Minha vida estava de mudança.
Era a primeira vez que eu, aprendiz do tempo, constatava que  um ciclo chegava ao fim.
Logicamente não se tratava do primeiro e nem do último, mas há uma hora  em que a vida, munida de palmatórias, nos conscientiza duramente  de tal aprendizado.
Havia decidido trocar de residência.
Quinze anos me seguravam ali  e contavam a nossa história.
Minha vida de mãe lá se iniciara ...
Naquele jardim, num bairro ainda pouco habitado, cujas maravilhas da natureza ainda não haviam sido dilapidadas pela especulação imobiliária, havia os primeiros passos da minha filha, os primeiros banhos de sol, as primeiras sílabas, as primeiras amizades, as primeiras festinhas de aniversário, o primeiro dentinho, os seus primeiros jogos de futebol, o deslizar da primeira bicicleta, a orquestração sazonal do passaredo...o canto despertador dos Sabiás das manhãs primaveris  e toda espécie  da flora mais bela que poderia germinar na terra.
De muitas daquelas árvores gigantescas  meus olhos visualizaram os seus primeiros brotos.
Não era uma tarefa fácil abandonar aquele cenário.
Mas a vida me chamava e convidava-nos  a percorrer novos caminhos, urgia que continuássemos em outras histórias.
Então, certo dia, após me despedir de tudo, coloquei o imóvel a venda.
Inventariei meus melhores investimentos realizados no seu aprimoramento para que  conseguisse o melhor preço de mercado.
Mas na verdade nele escondia-se uma dádiva, um tesouro da natureza.
Durante aqueles quinze anos que lá moramos  fomos ininterruptamente agraciados com o mais belo pôr- de- sol que nossos olhos poderiam apreciar.
Da sacada da sala, da humilde altura do segundo andar, todas as estações do ano nos contemplavam com o cromatismo diverso e exuberante  que adentrava e amornava nosso ambiente com espetáculo singular.
Então... resolvi: não anunciaria meu imóvel e seus respectivos aposentos e características, tampouco seus armários de madeira maciça, sequer o  único metro  quadrado de “mámore carrara”,branquinha, ainda polida, com a qual  após anos  eu conseguira  pavimentar o hall de entrada do apartamento.

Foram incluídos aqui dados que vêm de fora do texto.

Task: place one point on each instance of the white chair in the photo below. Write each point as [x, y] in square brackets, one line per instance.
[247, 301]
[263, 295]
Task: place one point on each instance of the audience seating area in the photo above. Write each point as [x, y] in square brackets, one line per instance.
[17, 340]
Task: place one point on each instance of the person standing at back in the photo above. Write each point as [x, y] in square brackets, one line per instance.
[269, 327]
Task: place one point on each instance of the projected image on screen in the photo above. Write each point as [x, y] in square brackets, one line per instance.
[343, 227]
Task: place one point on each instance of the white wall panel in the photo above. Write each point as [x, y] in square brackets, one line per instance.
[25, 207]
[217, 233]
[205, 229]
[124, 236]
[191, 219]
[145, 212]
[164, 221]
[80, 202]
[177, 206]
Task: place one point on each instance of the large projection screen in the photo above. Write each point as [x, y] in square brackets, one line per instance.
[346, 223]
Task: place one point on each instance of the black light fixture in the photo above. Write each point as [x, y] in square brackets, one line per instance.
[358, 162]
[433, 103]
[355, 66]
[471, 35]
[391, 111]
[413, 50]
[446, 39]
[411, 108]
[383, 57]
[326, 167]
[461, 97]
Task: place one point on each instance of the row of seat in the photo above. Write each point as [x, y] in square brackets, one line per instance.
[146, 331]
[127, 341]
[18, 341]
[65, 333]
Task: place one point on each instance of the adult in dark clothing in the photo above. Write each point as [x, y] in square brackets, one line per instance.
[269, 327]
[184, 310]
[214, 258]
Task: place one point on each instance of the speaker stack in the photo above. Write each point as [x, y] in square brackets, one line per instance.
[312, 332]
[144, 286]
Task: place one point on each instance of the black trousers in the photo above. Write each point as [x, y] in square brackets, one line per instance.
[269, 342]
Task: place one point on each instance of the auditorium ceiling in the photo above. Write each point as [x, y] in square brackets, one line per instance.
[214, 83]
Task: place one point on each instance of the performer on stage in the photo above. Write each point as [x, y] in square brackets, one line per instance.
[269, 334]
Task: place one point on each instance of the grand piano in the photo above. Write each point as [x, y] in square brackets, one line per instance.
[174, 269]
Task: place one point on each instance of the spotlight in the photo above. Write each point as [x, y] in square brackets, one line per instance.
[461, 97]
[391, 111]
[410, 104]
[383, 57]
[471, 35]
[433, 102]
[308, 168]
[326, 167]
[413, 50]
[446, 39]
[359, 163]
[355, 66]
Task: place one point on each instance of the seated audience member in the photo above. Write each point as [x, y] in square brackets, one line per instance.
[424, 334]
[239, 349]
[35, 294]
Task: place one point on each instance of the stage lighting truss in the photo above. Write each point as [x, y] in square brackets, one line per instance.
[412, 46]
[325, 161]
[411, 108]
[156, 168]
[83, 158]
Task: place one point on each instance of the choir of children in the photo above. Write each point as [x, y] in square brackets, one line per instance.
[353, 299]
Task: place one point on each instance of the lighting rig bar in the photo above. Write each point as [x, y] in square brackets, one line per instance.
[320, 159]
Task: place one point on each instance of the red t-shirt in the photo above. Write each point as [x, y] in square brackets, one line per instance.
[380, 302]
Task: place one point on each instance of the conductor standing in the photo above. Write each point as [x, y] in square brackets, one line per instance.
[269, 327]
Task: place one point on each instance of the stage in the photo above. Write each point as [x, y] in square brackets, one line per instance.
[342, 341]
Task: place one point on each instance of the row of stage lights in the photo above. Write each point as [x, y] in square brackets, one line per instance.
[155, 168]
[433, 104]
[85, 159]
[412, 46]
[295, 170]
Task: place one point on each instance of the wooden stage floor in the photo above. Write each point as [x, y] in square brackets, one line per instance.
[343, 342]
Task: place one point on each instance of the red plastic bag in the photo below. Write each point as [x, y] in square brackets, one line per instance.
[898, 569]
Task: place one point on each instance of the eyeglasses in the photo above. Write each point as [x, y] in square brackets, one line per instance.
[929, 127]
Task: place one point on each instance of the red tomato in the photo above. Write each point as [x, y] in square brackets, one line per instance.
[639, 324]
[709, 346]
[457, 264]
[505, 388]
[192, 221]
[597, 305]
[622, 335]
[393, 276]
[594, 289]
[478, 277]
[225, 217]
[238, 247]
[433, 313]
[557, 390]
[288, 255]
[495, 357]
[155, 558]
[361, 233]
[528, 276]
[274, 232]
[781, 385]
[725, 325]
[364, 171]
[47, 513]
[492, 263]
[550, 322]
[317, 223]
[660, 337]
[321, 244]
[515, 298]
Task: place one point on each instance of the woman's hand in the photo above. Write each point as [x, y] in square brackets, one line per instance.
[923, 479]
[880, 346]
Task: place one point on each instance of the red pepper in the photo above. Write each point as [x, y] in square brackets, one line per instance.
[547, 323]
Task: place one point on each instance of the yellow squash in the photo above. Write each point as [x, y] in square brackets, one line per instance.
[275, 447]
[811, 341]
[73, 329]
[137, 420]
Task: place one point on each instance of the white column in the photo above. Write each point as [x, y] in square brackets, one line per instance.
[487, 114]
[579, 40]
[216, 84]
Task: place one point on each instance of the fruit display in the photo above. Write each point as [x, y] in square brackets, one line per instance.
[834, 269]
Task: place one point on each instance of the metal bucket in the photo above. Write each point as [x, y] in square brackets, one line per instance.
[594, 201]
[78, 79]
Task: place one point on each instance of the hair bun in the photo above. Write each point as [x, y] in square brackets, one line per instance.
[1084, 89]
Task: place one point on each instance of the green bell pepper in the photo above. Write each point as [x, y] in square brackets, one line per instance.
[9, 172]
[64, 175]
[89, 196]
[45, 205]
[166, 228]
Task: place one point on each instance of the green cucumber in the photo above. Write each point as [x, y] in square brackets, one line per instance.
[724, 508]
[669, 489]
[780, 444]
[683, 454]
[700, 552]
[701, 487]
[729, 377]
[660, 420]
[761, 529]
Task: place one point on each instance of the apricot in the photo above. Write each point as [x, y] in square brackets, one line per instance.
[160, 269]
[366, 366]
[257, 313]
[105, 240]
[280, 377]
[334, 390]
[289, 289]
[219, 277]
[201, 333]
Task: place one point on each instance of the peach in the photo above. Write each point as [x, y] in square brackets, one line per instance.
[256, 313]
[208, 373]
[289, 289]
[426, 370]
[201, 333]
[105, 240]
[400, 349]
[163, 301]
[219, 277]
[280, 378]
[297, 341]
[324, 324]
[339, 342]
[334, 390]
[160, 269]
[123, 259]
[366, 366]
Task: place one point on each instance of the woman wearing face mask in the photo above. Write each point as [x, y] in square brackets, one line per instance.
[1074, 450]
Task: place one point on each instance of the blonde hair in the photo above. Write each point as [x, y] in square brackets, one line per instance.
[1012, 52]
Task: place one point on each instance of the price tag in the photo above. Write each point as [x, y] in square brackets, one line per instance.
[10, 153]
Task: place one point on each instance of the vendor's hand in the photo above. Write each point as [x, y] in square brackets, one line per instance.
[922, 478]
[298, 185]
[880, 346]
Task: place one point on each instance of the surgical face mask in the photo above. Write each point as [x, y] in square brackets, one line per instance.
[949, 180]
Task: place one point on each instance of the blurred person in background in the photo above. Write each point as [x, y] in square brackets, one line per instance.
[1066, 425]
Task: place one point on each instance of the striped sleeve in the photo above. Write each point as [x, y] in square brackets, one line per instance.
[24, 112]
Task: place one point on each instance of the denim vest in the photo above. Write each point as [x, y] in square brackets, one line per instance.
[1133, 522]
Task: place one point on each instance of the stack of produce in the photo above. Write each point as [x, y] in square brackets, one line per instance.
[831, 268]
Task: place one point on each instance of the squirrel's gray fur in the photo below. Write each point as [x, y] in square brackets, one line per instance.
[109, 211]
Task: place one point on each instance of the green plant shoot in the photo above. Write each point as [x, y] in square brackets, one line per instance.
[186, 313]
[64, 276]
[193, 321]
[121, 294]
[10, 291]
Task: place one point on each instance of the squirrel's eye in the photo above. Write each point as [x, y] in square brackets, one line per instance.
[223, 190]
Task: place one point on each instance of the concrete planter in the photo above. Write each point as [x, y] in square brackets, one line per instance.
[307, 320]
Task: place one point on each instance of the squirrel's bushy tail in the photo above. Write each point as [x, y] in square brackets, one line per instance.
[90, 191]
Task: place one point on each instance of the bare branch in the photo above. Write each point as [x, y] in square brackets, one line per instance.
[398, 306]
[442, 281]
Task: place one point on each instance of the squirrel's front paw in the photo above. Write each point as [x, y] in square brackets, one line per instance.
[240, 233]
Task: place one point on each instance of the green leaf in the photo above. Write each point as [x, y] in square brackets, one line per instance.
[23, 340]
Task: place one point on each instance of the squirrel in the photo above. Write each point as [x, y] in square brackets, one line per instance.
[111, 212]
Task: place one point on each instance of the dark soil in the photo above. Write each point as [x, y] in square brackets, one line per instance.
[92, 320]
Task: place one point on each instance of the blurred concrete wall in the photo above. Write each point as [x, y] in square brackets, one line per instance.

Não, eu venderia a poesia e o acalanto das tardes que tanto enfeitaram nossas vidas...
E assim eu o anunciei:
-“VENDO O PÔR- DO- SOL”.
O anúncio de certo funcionaria!
Dizem que para tudo que se anuncia, existe alguém interessado em comprar.
E quem não gostaria de adquirir aquele meu exuberante   pôr- do- sol?
Não tardou a aparecer vários interessados.
Descrevia-lhes minuciosamente a dádiva do céu, que “ainda me pertencia”, embora certa de que aqui nada nos pertence, e também oferecia como a garantia a visão vitalícia do adeus de cada dia...que não volta nunca mais.
O comprador, um senhor recém chegado da Grécia, lá voltou várias tardes para constatar se o espetáculo por mim descrito não se tratava de estelionato via natureza... afinal, era ele  um “expert” em “pôr –de- sóis”.
"Impossível não comprá-lo!" ouvi que murmurou consigo  certa vez.
Assim, finalmente...vendi meu pôr- do- sol.
Hoje, após cinco anos, aqui do alto da minha sacada do décimo andar, eu ainda o procuro, mas apenas o vejo no seu clarão sufocado,refletido nas vidraças dos amontoados de concreto.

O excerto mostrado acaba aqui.